Bill, I agree with you that there are a lot of phases out there which are as full of amino groups as an old bonded phase was full of silanols. But this is not the case for other phases, so we need to be careful not to generalize.

Many, if not most, of the embedded polar phases are amide phases that are created in a 2-step process. You bind an amine to the surface first, than you react it in a second step with an activated long-chain carboxylic acid, such as a C12-COCl. If you do that you have invariably some amine left on the surface that creates these effects that you have observed.

From my standpoint, this is the amateur's way of making such a phase. Companies with a real synthetic capability synthesize the desired ligand first, and then bond the complete ligand to the surface. In addition, in the case of the ...Shield RP phases by Waters, we use a carbamate linkage, with the oxygen of the carbamate oriented towards the silica. This ensures that even if there were a breakdown of the embedded polar group that you will not be left with a silly strongly interacting group on the surface. I have presented this case at more than one HPLC conference and in papers, and a few of my colleagues have improved their EPG product.

I have not tested the phases that Chris is talking about, but considering that they were introduced late in the game and have a complex design, I do not think that they made the mistake of the left-over amines that early phases and primitive copies of these early phases were suffering from.

As with standard bonded phases, there is high quality and low quality, and a knowledgeable user will find out quickly.

[HW Mueller]

Now, after all this work someone comes along and willfully adds an entirely different type of interaction capability (ionic), and someone calls this the greatest breakthrough (broke through what?). I don´t want to be misunderstood, as mentioned before, I have used some niche possibilities for multies, with if, if, if...... Otherwise: a pain in the neck.

[Bill Tindall]

Chris, Uwe others,

I did not know how general my observation was, which was the point of the question. I found your responses enlightening and they would encourage me to try other varieites of this column type. Most column manufacturers refuse to reveal the details of column chemistry like you have provided so the customer has no way to suspect things like incomplete amidation. (I had the main technical person from a major column manufacturer tell me that amines were not used in any way in the manufacturer of their products.) I later learned from a more knowledgable/honest? source that amines are used in both silica preparation as well as bonding and that these amines can have harmful basic impuirities.) The source of the column I tired, some time ago, "guaranteed" there were no basic sites left in the stationary phase after synthesis, which was shown to be incorrect. They probably didn't know. Which brought me to the second point, which I probably didn't make clearly.

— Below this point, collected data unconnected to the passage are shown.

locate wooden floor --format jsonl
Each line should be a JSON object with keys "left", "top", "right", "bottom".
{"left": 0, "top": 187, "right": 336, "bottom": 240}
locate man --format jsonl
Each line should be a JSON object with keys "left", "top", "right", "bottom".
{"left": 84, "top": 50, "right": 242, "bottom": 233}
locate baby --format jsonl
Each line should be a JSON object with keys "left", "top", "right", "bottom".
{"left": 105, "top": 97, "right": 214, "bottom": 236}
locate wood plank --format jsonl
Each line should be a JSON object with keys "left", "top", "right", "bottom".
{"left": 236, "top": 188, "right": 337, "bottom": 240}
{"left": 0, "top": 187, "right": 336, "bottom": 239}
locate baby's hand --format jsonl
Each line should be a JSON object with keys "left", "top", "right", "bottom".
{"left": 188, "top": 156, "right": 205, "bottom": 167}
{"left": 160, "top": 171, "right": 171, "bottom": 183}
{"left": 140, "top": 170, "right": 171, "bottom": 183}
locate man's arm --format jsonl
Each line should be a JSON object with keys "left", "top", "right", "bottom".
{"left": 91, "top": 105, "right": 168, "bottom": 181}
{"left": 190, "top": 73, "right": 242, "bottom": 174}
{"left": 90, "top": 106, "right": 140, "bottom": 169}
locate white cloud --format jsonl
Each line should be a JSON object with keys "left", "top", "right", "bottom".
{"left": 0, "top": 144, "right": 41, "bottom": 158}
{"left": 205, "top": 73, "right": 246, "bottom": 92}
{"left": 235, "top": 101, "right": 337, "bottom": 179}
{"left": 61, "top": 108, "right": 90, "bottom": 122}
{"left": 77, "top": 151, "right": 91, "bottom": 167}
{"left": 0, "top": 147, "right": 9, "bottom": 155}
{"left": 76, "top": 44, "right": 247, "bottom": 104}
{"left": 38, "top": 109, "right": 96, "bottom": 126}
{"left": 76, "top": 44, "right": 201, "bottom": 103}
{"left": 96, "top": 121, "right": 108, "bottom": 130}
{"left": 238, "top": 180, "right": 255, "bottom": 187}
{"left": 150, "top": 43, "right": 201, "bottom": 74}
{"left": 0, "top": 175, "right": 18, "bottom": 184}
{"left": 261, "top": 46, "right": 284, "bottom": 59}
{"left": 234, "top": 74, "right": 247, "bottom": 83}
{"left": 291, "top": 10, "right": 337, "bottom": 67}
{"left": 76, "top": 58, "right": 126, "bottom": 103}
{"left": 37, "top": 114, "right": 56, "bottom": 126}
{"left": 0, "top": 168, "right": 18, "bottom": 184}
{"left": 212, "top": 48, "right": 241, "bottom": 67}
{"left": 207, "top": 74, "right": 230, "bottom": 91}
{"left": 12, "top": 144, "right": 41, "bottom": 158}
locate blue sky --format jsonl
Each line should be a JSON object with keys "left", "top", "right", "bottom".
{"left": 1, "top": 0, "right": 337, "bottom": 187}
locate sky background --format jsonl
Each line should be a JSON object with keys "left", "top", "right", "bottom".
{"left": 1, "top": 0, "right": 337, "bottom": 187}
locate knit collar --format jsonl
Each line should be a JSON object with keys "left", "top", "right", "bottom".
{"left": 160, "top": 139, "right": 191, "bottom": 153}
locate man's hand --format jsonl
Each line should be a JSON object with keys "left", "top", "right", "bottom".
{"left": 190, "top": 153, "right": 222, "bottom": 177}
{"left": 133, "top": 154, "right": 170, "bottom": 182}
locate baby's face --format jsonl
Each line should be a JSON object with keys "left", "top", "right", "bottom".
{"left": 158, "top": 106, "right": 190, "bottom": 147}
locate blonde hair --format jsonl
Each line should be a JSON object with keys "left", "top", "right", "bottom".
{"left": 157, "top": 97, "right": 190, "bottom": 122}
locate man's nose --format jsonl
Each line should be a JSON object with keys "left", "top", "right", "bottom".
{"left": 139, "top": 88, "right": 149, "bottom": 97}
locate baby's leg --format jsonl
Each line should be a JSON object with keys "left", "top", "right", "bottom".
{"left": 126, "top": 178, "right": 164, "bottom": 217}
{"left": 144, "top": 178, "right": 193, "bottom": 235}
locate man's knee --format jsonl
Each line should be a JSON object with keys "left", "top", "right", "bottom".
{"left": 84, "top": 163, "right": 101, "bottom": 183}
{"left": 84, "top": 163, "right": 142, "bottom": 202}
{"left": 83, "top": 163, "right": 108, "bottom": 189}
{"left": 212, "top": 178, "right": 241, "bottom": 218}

The main market for columns seems to be with people doing basic compounds. It also seems that the details of column manufacturer can result in traces (ppm or less?) of functionality not revealed by the gross column description- "polar embedded, C18", etc. If the vocal customer feedback is from people worrying about doing basic compounds, things that affect the separation of acidic species can (do) creep into column manufacturing processes that aren't noticed by all but the rare customer. I don't think that column manufacturers generally have much experience with how their columns perform with difficult acidic compound separations(trace component or low pKa). Having been mislead on several occasions, I have become cautious about claims of column performance for acidic species and suggest that others be cautious too, if there is any one else in the world that does trace, strong acid separations.

If manufacturers want a test species to probe undesirable acidic interactions, I would suggest tricarboxy benzoic acid (trimellitic acid) near its detection limit. If there is too much hydrophobic "ballast" on the test species subtle effects may not show up. So choosing a test species by pKa alone is insufficient.